Wednesday, May 14, 2008

Three Smiling Snouts

Today we made a carb-clearing drive to Lake Okeechobee, under a hot sun and small fluffy clouds, to Canal Point Recreation Area near Port Mayaca (Florida). Other points of interest included roadside cemeteries where only the tops of old funerary monuments are now visible, which soon might be entirely buried in environmental drift -- they seem to be natural rock-tops embedded in the soil.

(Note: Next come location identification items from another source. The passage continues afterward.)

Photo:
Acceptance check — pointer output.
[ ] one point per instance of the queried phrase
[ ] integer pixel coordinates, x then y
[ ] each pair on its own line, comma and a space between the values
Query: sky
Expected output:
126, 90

Immediately upon entrance to the roadside picnic zone at the Lake, three significantly-large alligators (also known as "crocs") surfaced and swam past the ersatz boat launch near the parking spaces, as if performing in a carnival show. The head of an average-sized bullhead (fish) was drying out at the edge of the shoreline, while fileted bones were found further along the grassy embankment near the picnic tables. The 'gators swam slowly and carefully past the cement boat launch, with substantial spacing between each.

Further along (yet-another) sandy roadway, a pile of blue clothes lay beside the shoreline, and were a focus of cerebral concern among passers-by and onlookers. Broken glass from bottles is strewn among a row of jumbled rocks placed to stabilize the embankment, as a sort of barrier sharply augmented. The Canal Point Recreation Area is most specifically a picnic area, and there is more sand in the roadway trail than along the shoreline, which is a 'beach' littered with mollusk shells and shell-rock congomerates.

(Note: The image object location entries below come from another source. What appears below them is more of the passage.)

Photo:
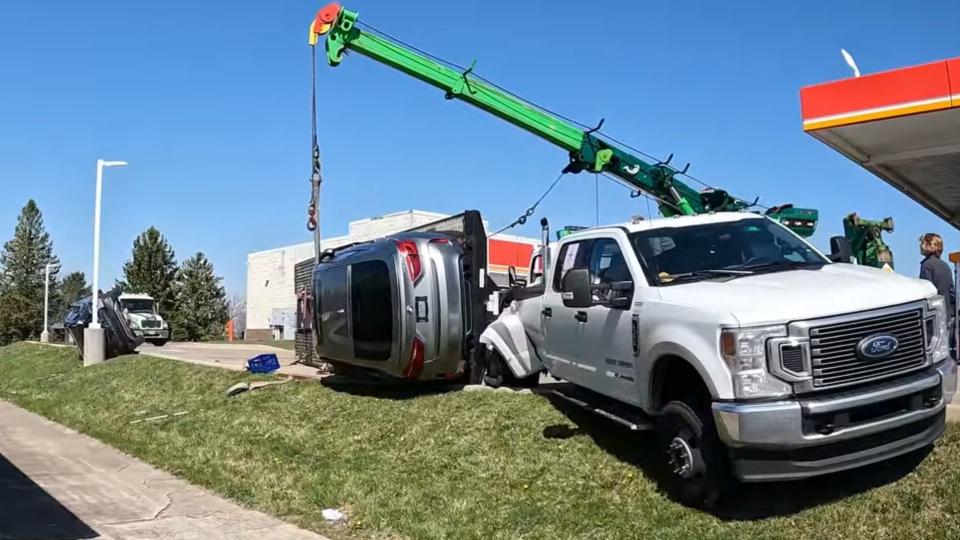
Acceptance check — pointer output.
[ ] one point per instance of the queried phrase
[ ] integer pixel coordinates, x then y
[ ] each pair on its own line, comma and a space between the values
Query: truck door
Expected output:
331, 320
564, 333
612, 327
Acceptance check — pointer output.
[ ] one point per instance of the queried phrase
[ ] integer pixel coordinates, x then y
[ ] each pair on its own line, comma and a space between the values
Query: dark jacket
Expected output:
934, 270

A half orange was lying abandoned beside a picnic table; memories of abandoned orange segments at Bear Point on Hutchinson Island were accompanied with the usual "what will happen" question about tossing them into the water -- at Bear Point segments were tossed into the water near the Indian River Lagoon and some water-creature's nest surfaced as if predictable and marked by a bobbing buoy.

The 'gators were definitely adult, and as we drove away from the Recreation Area, a fire truck and two police cars with flashing lights passed by moving toward Canal Point from the opposite direction. The smiling snouts? -- the roadside catch and Savannas Preserve release of a smaller 'gator a few days earlier.